The Bank of England announced that the UK economy is likely to fall into a deep recession which has caused the British Pound to decline significantly against most currencies. Yesterday, the price of the GBP/USD declined by 2% and by 1.40% against the Euro, even as the regulator hiked a further 0.75%. However, investors took advantage of the weaker Pound to invest in UK stocks. The FTSE100 increased by 0.75% after the Pound significantly weakened.
Crude oil, on the other hand, seems to be ignoring the stronger US Dollar and jumbo rate hikes, which normally triggers a decline in its price. Crude oil significantly increased in value during this morning’s Asian session climbing to almost $90 per barrel. The price action is currently measuring a 3% increase but traders are cautious that the price may struggle above $90 per barrel. $90 per barrel is known to be a significant psychological level for buyers.
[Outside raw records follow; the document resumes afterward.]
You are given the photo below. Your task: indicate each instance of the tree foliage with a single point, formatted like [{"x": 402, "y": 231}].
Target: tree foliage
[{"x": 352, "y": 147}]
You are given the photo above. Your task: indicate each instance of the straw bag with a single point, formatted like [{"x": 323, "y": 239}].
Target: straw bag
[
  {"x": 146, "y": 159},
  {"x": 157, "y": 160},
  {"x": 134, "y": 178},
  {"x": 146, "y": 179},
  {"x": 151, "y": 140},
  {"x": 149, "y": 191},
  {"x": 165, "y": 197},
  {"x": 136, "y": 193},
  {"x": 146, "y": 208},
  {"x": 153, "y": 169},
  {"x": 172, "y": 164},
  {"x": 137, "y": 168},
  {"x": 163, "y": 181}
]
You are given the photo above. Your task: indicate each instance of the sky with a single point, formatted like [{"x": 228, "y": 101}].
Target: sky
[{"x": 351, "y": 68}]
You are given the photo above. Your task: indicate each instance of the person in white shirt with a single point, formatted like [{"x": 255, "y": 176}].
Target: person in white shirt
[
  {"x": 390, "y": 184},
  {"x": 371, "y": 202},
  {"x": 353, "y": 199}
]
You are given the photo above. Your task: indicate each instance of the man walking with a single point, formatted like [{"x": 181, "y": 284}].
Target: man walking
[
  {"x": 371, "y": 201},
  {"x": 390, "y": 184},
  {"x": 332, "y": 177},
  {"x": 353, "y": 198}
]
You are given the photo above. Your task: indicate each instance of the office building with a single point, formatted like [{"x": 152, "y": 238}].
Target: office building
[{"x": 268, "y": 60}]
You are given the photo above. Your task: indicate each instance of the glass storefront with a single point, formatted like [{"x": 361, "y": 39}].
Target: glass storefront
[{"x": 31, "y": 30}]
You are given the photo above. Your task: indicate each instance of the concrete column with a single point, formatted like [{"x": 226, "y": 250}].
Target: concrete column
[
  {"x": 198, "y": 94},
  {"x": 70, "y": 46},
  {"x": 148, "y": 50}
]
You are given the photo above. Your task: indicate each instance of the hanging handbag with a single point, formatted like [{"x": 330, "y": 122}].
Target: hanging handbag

The main driver for the price of oil has been the significantly lower crude oil inventories as well as the unexpected high consumer demand. The latest crude oil inventories decreased by 3.115 million barrels and gasoline by 1.257 million barrels, whereas the sales figures continue to remain high and stable.

Crude oil 30-minute chart on November 4th
Furthermore, the price of gold has increased this morning as the US Dollar has retracted slightly. Gold is supported by the current risk of recession but has little room to maneuver while interest rates remain so high. However, economists have advised that the price still has the potential to increase in 2023 if the economy continues to contract and interest rates pivot. Even with the strong decline and high demand for cash, gold still maintains its “safe haven” status.
EUR/USD
The price of the EUR/USD is currently moving within a retracement in favor of the Euro. The price has increased by 0.30% during this morning’s Asian session but still remains lower than yesterday’s price range. Technical indicators are currently signaling a retracement rather than a bullish trend. Based on the indicators, it is too early to determine whether the price will maintain enough momentum to form a higher high. Fundamentals, on the other hand, remain in favor of the USD so far.

EUR/USD 1-hour chart on November 4th
The price of the US Dollar continues to be influenced by Wednesday’s interest rate decision and the Chairman’s forward guidance. According to Chairman Jerome Powells, a smaller rate hike may be appropriate soon but is unlikely to be at the next rate decision in December. However, this will also depend on today’s employment figures (NFP) and next week’s inflation rate (CPI).
This makes the upcoming NFP figure and unemployment rate extremely important. The unemployment rate has remained at all-time-lows over the past few months. Nonetheless, the Non-Farm Payroll (NFP) figure has shown signs of significant slowdown. If figures improve as the JOLTS Job Openings did, it may support the theory of higher inflation and a more restrictive policy. This is again positive for the national currency $USD and negative for US stocks.
The head of the ECB, on the other hand, advised that the regulator cannot mimic the actions of the US Fed to combat the current high level of inflation, since the economic conditions in the Eurozone are quite different. The ECB’s dovish tone compared to the Fed is generally putting additional pressure on the currency pair.
Quick Summary:
- The Bank of England increases interest rates by 0.75%, but the Pound continues to struggle.
- The Governor of the Bank of England advises that the UK will fall into a recession.
- Crude oil prices increase in value despite the more expensive US Dollar. Prices supported by lower supply and high stable demand.